Uno tra questi approcci è il “Modello DIR” (Developmental Individual difference, Relationship based Model) creato da Stanley Greenspan e Serena Wider1 nel 1997. È basato sul concetto di sviluppo che tiene conto delle differenze individuali nel modo in cui ogni bambino riceve informazioni provenienti dal mondo esterno, del modo in cui le elabora e risponde, elementi chiave per la costruzione di pattern per i rapporti con il mondo esterno ed interpersonali. Si tratta anche di un modello centrato sulla creazione di relazioni emotive significative come promotrici di sviluppo e di apprendimento durevole. Il modello DIR si basa su un’attenta osservazione dell’interesse naturale del bambino, delle sue motivazioni e del suo peculiare modo di interagire con l’esterno, per consentire agli operatori ed altri adulti significativi di entrare nel suo mondo per portarlo lentamente verso un universo di condivisione.

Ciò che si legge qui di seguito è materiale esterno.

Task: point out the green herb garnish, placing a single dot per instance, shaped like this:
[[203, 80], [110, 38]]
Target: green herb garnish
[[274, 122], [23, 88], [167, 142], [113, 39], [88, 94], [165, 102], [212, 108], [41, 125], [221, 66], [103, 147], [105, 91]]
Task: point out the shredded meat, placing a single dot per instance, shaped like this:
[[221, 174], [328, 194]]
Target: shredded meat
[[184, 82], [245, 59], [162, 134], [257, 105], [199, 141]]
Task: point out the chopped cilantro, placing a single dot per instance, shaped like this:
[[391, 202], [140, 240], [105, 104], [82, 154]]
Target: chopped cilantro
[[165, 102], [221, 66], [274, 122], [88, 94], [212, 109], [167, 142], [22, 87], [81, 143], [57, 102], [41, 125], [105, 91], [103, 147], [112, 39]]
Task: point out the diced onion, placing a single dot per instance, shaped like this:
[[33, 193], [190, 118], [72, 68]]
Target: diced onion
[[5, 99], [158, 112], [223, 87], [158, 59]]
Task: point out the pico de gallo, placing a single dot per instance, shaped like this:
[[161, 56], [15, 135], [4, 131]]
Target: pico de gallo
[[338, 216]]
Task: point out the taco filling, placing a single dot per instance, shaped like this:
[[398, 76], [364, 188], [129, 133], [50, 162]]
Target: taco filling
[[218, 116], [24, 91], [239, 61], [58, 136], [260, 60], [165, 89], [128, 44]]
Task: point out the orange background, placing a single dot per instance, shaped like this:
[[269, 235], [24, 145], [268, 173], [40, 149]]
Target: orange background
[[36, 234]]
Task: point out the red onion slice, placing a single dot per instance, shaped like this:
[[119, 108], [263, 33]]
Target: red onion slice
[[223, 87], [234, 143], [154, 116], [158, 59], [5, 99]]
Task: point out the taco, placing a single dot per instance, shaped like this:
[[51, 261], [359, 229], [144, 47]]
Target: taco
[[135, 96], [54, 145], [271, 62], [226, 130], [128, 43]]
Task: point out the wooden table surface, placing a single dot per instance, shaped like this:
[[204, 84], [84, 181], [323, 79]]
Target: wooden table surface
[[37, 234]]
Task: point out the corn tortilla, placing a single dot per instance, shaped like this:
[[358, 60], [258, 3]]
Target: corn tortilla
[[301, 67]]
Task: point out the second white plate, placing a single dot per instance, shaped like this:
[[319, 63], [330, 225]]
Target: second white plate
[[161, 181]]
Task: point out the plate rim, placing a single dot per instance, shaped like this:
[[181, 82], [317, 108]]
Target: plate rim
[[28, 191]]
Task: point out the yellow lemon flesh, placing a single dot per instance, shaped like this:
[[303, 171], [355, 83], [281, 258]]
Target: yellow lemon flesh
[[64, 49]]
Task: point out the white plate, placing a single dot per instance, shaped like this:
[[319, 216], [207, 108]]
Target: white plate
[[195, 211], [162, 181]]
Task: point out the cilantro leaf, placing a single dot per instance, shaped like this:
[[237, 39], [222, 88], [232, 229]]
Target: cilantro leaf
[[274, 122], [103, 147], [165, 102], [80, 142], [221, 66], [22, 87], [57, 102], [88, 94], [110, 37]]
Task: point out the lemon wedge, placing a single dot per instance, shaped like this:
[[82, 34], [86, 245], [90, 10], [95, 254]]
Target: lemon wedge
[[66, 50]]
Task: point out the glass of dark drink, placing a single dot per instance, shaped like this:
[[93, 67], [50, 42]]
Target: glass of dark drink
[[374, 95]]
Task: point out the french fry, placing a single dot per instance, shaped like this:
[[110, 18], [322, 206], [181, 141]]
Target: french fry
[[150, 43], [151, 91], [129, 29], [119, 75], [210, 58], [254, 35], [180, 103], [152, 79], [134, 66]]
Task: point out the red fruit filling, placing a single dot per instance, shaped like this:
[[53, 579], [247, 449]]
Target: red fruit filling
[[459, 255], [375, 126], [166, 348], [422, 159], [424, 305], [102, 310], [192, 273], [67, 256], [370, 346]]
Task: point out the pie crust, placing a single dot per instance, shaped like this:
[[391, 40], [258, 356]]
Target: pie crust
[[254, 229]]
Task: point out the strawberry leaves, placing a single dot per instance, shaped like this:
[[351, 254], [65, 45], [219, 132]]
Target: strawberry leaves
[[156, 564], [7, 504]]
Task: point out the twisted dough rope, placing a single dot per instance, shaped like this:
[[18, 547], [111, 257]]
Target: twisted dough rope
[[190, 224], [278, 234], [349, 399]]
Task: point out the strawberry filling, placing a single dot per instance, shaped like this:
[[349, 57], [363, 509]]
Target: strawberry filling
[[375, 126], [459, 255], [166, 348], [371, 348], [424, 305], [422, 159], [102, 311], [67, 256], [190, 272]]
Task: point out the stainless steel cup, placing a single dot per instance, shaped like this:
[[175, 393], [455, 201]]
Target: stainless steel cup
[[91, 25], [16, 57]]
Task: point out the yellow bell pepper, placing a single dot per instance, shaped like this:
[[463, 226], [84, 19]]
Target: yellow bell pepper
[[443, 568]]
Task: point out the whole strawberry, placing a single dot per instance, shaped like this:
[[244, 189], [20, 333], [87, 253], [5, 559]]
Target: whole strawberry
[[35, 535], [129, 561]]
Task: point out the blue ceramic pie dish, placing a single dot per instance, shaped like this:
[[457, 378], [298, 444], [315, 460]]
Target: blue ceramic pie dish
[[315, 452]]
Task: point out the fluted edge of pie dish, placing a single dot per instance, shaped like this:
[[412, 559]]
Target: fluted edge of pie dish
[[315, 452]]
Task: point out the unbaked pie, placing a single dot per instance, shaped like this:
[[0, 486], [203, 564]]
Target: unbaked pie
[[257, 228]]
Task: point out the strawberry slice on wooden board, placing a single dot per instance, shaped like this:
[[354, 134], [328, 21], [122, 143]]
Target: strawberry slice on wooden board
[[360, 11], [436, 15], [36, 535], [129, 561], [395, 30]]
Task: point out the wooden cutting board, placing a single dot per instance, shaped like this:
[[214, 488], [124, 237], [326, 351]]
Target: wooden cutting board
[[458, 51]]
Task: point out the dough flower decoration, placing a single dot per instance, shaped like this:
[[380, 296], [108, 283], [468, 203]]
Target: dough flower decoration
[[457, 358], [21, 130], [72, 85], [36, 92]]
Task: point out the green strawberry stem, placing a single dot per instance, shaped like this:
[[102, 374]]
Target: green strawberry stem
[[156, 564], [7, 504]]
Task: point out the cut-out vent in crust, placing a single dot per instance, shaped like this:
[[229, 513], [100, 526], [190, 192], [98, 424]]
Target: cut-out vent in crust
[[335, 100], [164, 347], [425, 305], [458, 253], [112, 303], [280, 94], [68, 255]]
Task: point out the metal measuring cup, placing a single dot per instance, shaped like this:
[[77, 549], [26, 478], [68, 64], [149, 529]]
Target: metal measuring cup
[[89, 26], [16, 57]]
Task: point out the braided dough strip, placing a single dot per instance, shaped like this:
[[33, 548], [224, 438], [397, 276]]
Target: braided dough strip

Questo è impossibile se non si conosce il profilo individuale di ciascun bambino, proprio per questo si abbandona un’ottica generalista per entrare nell’universo di ogni singolo soggetto elaborando un intervento veramente ‘ad personam’, in perfetta consonanza con il profilo individuale di ‘quel’ bambino.
Secondo il modello DIR il bambino deve imparare a mantenere un rapporto di intimità con il suo caregiver, ed essere in grado di comunicare attraverso due vie: la comunicazione gestuale, all’inizio, poi la comunicazione verbale al fine di raggiungere e padroneggiare i simboli ed essere in grado di collegare idee diverse e diversi stati emotivi in una rete complessa, cognitiva ed affettiva. L’operatore avrà un ruolo da facilitatore, aiuterà il bambino a raggiungere il massimo livello possibile in tali competenze.
Le capacità funzionali emozionali sono, da un lato, una base fondamentale da cui partire per realizzare uno sviluppo sano, dall’altro daranno al bambino impliciti strumenti di contrasto contro i sintomi centrali dell’autismo: un bambino coinvolto sarà giocoforza meno isolato, un bambino che impara a comunicare diverrà meno rigido, interiorizzerà una più vasta conoscenza del suo mondo circostante, migliorando ogni sua performance cognitiva.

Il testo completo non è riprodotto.